Rob Handfield, professor of operations and supply chain management, breaks down how the gas pumps will replenish and how the cybersecurity breach most likely happened from engineers’ work from home stations.
Q&A with Rob Handfield
1. What exactly happened to cause the gas shortage?
Several cybersecurity experts said the incident represents the biggest known cyberattack on U.S. energy infrastructure. On Monday, Biden administration officials sought to assuage fears that the attack could lead to price spikes, fuel shortages or panicked buying up and down the East Coast, and Colonial announced that it had restarted some service.
2. When will the gas pumps replenish? When will the issue work itself out?
Fuel runs from Texas to several terminals in North Carolina including Charlotte, Selma, Raleigh, and continues all the way up through Virginia to New York and New Jersey. It is the only pipeline that serves the local Research Triangle Park area. It was shut down by the hackers after a ransomware event occurred.

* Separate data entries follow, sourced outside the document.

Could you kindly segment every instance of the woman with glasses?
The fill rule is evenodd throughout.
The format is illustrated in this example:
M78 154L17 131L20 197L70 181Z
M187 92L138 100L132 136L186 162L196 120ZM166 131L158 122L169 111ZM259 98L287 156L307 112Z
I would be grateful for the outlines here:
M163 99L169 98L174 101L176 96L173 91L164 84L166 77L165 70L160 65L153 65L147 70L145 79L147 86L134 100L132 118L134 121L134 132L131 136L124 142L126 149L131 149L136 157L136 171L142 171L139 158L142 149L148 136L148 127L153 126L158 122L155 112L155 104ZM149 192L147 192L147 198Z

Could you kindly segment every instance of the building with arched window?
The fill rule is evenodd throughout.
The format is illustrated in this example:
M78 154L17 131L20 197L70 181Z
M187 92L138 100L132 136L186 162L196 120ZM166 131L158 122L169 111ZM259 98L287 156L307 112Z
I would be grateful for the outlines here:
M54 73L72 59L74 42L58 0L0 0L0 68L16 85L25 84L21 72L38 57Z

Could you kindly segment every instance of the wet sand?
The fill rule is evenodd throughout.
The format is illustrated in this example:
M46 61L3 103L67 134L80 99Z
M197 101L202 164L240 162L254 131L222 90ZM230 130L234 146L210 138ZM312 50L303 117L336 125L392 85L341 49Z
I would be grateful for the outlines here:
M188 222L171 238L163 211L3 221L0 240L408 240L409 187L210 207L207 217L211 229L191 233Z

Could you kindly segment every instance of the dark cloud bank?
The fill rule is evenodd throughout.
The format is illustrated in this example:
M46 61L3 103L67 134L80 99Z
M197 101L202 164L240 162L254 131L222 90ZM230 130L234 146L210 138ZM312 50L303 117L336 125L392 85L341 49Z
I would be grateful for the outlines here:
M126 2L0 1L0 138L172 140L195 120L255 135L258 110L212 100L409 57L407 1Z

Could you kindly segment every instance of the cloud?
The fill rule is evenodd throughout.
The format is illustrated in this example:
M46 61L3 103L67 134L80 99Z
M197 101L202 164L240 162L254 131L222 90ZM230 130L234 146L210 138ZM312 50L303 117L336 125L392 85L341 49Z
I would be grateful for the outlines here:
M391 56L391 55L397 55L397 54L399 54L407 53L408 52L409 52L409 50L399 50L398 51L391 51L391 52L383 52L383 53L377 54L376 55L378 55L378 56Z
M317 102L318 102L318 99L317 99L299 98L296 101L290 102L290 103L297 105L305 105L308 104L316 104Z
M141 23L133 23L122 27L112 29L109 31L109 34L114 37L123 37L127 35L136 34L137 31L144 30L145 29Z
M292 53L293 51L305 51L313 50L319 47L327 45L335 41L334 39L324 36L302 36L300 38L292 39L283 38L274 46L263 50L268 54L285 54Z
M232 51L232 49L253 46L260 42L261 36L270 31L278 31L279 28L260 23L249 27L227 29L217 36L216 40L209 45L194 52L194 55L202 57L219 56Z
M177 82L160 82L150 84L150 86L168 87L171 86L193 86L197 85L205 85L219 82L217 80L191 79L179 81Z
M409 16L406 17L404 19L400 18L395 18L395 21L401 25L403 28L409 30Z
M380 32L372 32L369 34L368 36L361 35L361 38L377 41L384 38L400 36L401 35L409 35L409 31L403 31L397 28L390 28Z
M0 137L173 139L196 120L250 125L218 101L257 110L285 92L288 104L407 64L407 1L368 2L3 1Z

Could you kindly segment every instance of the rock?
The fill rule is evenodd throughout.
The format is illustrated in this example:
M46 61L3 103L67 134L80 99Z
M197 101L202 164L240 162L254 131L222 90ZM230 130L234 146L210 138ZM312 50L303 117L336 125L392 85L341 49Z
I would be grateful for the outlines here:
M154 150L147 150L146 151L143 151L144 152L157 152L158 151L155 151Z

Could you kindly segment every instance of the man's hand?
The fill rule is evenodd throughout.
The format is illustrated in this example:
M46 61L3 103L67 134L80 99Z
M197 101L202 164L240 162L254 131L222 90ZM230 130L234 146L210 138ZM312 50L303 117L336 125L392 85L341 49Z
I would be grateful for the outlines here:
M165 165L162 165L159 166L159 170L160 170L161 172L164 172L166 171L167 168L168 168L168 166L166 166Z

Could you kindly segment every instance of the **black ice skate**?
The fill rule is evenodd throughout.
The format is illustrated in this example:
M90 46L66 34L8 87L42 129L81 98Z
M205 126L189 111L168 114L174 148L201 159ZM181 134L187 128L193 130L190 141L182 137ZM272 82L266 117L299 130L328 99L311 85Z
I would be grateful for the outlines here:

The company is involved with the FBI and the hackers likely attacked the desktops of engineers working from home and were able to download a lot of data, which they are holding “hostage” until they pay a fee.
3. What should people do? Many are rushing to the pumps, is that a good idea or does that cause more of a problem?
The terminals have run out of gas, which is how the gas stations are replenished by truck. As such, the pumps cannot be replenished until they turn the pipeline back on in Texas. And then it will flow back up to the terminals, and then may take a couple of days for trucks to distribute it to the stations.
Each station has an underground tank that feeds the pumps, and many of those in the Triangle are now near empty. Part of this is being driven by panicking consumers who are lining up to fill up their cars.
4. How is supply and demand affected?
People who need to take a trip may need to fill up soon. Otherwise, just try to minimize travel over the next week. Airlines also depend on fuel and there may be some flight delays or cancellations. Once the hack is addressed there is plenty of fuel in Texas.
They may need to ship some of it up by truck, or even from the ports, but this will likely drive an increase in the price of fuel locally as shipping by truck is much more expensive than pipelines, which are the most efficient way of transporting fuel.